Which raises another question…what is this sin that needs forgiving through the power of unleashed grace?  Sin as a discussion topic isn’t very popular.  These conversations make us nervous and slightly twitchy about what’s coming next.  Who’s going to start judging who with a finger pointed and who is being pointed at with that finger?  If we get into a discussion about sin at all, it is usually to talk about sin as if there is a moral problem to untangle.  We use questions like, “Should he?” or “Shouldn’t he?”  Or, “What does it mean if she does?”  The Ten Commandments reinforce this focus on behavior as they mandate the ways in which we are to love God, each other and ourselves.  In the midst of these moralizing conversations it becomes easy to miss the deeper, conditional nature of sin – that it courses through our very being.  Sometimes this looks like an attempt to feel better about ourselves through the acquisition of self-power, self-righteousness, or self-knowledge.  At other times, it takes the form of extreme self-deprecation – the extreme belittling of your self that fails to acknowledge that God has given you gifts for God’s purposes.  The self-deprecation can be just as self-involved as the self-righteous path.  Regardless of how the self-involvement of sin looks on the outside, the nature of the sin inside of us is the same.

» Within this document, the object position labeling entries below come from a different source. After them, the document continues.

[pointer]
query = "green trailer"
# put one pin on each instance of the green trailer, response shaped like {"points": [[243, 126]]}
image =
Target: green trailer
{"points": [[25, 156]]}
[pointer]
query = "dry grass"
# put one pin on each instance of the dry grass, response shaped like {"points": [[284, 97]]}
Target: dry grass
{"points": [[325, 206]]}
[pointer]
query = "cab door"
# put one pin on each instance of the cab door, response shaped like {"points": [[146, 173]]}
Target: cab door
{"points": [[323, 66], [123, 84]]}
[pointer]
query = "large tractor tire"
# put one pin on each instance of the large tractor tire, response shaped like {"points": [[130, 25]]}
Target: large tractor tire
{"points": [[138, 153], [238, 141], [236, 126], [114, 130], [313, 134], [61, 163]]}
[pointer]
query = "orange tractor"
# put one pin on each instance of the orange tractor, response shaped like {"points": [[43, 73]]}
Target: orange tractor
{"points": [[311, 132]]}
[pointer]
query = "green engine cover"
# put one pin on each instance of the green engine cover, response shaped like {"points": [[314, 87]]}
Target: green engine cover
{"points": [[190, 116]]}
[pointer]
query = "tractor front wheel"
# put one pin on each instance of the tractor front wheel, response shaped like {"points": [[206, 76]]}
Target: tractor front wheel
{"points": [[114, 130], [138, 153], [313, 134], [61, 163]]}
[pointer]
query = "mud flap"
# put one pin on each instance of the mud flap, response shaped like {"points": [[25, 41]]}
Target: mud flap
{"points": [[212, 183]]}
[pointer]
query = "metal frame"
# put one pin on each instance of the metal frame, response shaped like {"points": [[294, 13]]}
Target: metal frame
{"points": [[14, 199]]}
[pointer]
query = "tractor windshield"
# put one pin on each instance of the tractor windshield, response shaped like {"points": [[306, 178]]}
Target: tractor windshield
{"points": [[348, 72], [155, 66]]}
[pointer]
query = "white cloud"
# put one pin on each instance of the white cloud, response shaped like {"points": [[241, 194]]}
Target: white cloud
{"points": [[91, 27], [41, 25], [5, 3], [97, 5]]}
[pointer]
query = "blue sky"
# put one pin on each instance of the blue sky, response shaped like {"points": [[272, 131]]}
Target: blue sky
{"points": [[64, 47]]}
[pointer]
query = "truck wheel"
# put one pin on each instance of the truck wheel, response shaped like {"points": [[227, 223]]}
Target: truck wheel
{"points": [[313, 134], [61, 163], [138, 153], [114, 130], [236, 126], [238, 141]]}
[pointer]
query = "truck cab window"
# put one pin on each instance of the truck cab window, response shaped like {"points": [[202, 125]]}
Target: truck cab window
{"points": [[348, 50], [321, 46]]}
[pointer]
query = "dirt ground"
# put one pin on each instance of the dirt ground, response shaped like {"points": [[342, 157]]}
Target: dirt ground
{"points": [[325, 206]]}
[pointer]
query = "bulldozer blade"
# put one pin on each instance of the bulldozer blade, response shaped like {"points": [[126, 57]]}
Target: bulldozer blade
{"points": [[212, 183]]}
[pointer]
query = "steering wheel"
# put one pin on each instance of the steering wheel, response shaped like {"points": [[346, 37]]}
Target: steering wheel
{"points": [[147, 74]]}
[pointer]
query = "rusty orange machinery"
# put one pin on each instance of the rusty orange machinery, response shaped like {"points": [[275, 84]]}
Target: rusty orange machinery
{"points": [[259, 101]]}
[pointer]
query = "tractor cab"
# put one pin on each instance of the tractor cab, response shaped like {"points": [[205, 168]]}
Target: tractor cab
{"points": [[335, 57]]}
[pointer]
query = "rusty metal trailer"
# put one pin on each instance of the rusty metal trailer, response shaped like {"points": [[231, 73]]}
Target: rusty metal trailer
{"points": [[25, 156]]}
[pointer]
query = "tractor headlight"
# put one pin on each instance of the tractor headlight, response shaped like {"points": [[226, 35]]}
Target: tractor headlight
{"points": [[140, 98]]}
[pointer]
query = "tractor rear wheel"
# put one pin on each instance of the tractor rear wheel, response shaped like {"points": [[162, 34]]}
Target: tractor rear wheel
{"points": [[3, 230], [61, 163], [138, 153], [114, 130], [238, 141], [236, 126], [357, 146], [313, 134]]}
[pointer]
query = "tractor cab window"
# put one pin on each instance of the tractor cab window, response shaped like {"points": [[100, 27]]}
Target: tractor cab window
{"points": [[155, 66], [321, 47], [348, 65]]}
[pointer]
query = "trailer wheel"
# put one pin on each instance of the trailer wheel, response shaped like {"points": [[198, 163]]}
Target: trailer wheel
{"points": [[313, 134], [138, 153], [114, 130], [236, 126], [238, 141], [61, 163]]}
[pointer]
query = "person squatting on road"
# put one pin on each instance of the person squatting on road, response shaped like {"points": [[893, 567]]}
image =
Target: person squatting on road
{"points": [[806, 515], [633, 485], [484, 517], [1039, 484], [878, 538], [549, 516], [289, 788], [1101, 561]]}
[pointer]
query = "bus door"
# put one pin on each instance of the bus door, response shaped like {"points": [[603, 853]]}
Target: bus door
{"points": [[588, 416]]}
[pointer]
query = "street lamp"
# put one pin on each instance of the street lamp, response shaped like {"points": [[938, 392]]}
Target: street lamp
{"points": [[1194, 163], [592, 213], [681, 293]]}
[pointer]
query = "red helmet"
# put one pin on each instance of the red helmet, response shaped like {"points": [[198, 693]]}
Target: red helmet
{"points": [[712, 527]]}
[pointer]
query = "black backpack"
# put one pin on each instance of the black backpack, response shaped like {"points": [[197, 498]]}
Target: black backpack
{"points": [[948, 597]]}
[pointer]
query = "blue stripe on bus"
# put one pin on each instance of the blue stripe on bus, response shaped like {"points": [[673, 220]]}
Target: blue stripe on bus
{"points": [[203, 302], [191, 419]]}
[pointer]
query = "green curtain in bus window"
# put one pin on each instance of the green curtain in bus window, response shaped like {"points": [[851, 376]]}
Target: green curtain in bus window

Dietrich Bonhoeffer, a pastor who conspired against Hitler, argues that the original plan for creation places God at the center of all things and people are then created in the image of God. [4]  He claims that people replace God with themselves in the center of being and set themselves up to be “like god.”  This is what sin means.  Sin is humankind located right in the middle where God should be.

What is the obvious conclusion of humankind’s replacement of God with the self?  The death of God as Christ crucified.  It’s as if God said, “Okay humans, so you think you want to be “like God”?   Well, have at it.”  And the cross happened.  But the resurrection is the final word.  The life, death and resurrection of Jesus Christ bring the sin of humankind back into the image of God.[5]  This is a radical, destabilizing claim.  God is the source of our proclamation that “Christ is Risen”, and in it we claim Jesus Christ the conqueror over our very own selves, our frailty, our self-involvement, our sin.  We proclaim our desperate need for His Grace.  That Holy proclamation poises us on the brink of the font, plunges us into the waters and brings us up gasping in the breath of the Holy Spirit.

And we rise gasping out of the waters of baptism with the freedom of a Christian – perfectly free, subject to none; perfectly servant, subject to all.[6]  Freedom that unleashes the servant described by Isaiah…“Here is my servant…I have put my spirit upon him; he will bring forth justice to the nations…I am the LORD, I have called you in righteousness, I have taken you by the hand and kept you; …to bring out the prisoners from the dungeon, from the prison those who sit in darkness.”  Freedom that unleashes you to seek justice and mercy for each other and for the world.  And so it is that…

Through the waters of baptism,

Christ forgives you.

Through the waters of baptism,

Christ claims you.

Through the waters of baptism,

Christ frees you.

Through waters of baptism,

Christ loves the world through you.



[1] “Holy Baptism” in Evangelical Lutheran Worship (Minneapolis: Augsburg Fortress, 2006), 230.

[2] Alexandre Dumas, The Count of Monte Cristo (1845), (New York: Modern Library, 1996).

[3] Robert Kolb and Timothy J. Wengert, The Book of Concord: The Confessions of the Evangelical Lutheran Church (Minneapolis: Fortress Press, 2000), 360.

[4] Dietrich Bonhoeffer, Creation and Fall, (Mineapolis: Fortress Press, 2004), 113.

[5] Bonhoeffer, 113.

[6] Martin Luther, The Freedom of a Christian (1520) in Three Treatises (Minneapolis: Fortress Press, 1970), 277.